С моими приятелями артиллеристами гаубичной артиллерии я много и откровенно говорил на прощание. Они, как и другие германские офицеры, с которыми мне приходилось встречаться, отлично относились ко всем, записывавшимся в антибольшевицкие армии. В 1918 г. на Украине мне не раз приходилось слышать, что немцы надевающих русскую форму уважают больше, чем носящих украинскую. Утверждать, что такой взгляд действительно существовал в германской армии, я не могу. Непосредственно от немцев этого не слышал, несмотря на очень хорошие с ними отношения. Во всяком случае и безотносительно, их отношение к офицерам и добровольцам южнорусских армий было прекрасным. В этом смысле Добрармия, вопреки распространенному взгляду, не составляла исключения. У меня лично получилось впечатление, что немцы относились к армии генералов Алексеева и Деникина враждебно лишь постольку, поскольку последняя была враждебна Германии. Там, где добровольческие офицеры держали себя сдержанно и не вели пропаганды против немцев, никаким репрессиям они не подвергались. Примером могут служить Лубны. Во второй половине июля на улице начали появляться отпускные добровольческие офицеры (например, старший брат поручика Овсиевского), ходили в форме с шевронами Добрармии, и никаких мер против них комендатура не предпринимала.

Зная, что эшелонов Южной армии германцы не обыскивают, я решил увезти с собой как можно более военного снаряжения. В штабе армии в Киеве говорили, что на месте части получат все необходимое, но мне все-таки казалось вернее захватить все, что можно. Куринь все равно долго существовать не может. Мы надеялись с Овсиевским, что наш артиллерийский взвод удастся обратить в своего рода запасную часть Южной армии. Я еду с первой партией, а Овсиевский тем временем будет обучать вторую и приедет на Дон позднее. Пока не настанут холода, в казармах жить можно.

Постепенно мы начали упаковывать и размещать по мешкам и сундучкам более мелкие, но ценные предметы – пулеметные ленты, всякого рода телефонное имущество, катушки с проводом, запасные части для пулеметов, наборы инструментов, резиновый клей, машинки для набивки лент. Я не решился только брать бывших в моем ведении подрывных материалов. Обращаться с ними не умел и опасался несчастья. Белье и обмундирование почти полностью опечатал еще раньше штаб дивизии, но чисто военного имущества у нас еще много было на руках. В особенности мне хотелось увезти многочисленные и совершенно исправные телефонные аппараты, которых и в условиях нормальной войны всегда не хватало. Собственноручно упаковал две прекрасные центральные станции и держал их у себя в комнате.

К сожалению, хотя служба в Лубнах должна была меня научить недоверчивости, все-таки я был по молодости лет чересчур доверчив. Все сочувствовали, все, казалось, помогали, и я почти перестал соблюдать тайну. Только, чтобы внешне дело обстояло прилично. Результаты не замедлили сказаться.

Однажды на рассвете меня разбудили громкие четкие шаги в коридоре.
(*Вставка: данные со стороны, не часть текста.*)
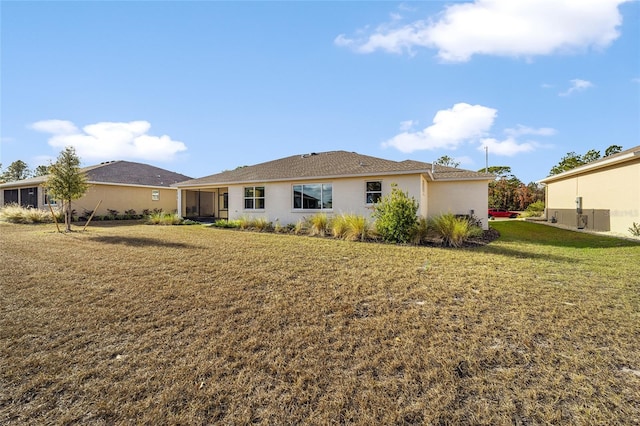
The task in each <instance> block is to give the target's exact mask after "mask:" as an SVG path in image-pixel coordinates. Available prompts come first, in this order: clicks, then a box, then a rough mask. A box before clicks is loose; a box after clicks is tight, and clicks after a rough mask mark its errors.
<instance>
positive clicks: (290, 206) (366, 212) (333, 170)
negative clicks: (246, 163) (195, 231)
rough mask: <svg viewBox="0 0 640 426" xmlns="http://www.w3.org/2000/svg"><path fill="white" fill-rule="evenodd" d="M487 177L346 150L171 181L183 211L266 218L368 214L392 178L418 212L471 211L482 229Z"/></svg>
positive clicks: (279, 218)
В дверь постучали. Вошел германский офицер-пехотинец с двумя вооруженными солдатами. В коридоре виднелись шлемы и штыки. Немец, которого я лично мало знал, предъявил мне приказ коменданта о разоружении Куриня. Офицерам предоставлялось право сохранить все холодное и огнестрельное оружие, лично им принадлежавшее. Оставалось подчиниться. Я сдал замки и панорамы орудий, хранившиеся в моей комнате, так как во взводе оставалось уже слишком мало людей, чтобы постоянно выставлять караул. Сдал и телефонные централи. Немцы держали себя очень корректно. Ограничились тем, что взяли винтовки из пирамид и те предметы военного снаряжения, которые были на виду. Настоящего обыска не производили.

Перед тем как уйти, офицеры (потом подошел второй) выслали солдат из моей комнаты и в частном порядке показали еще одну бумагу. Это был краткий протокол совещания в комендатуре, на котором присутствовали, кроме немцев, поветовый староста Грачев и представители штаба 12-й дивизии. Как оказалось, о разоружении ходатайствовал именно Грачев, мотивировавший свою просьбу тем, что якобы люди, расходясь из Куриня по домам, уносят оружие, которое затем попадает к бандитам. Он, вероятно, был уверен, что дело останется в тайне, но ошибся.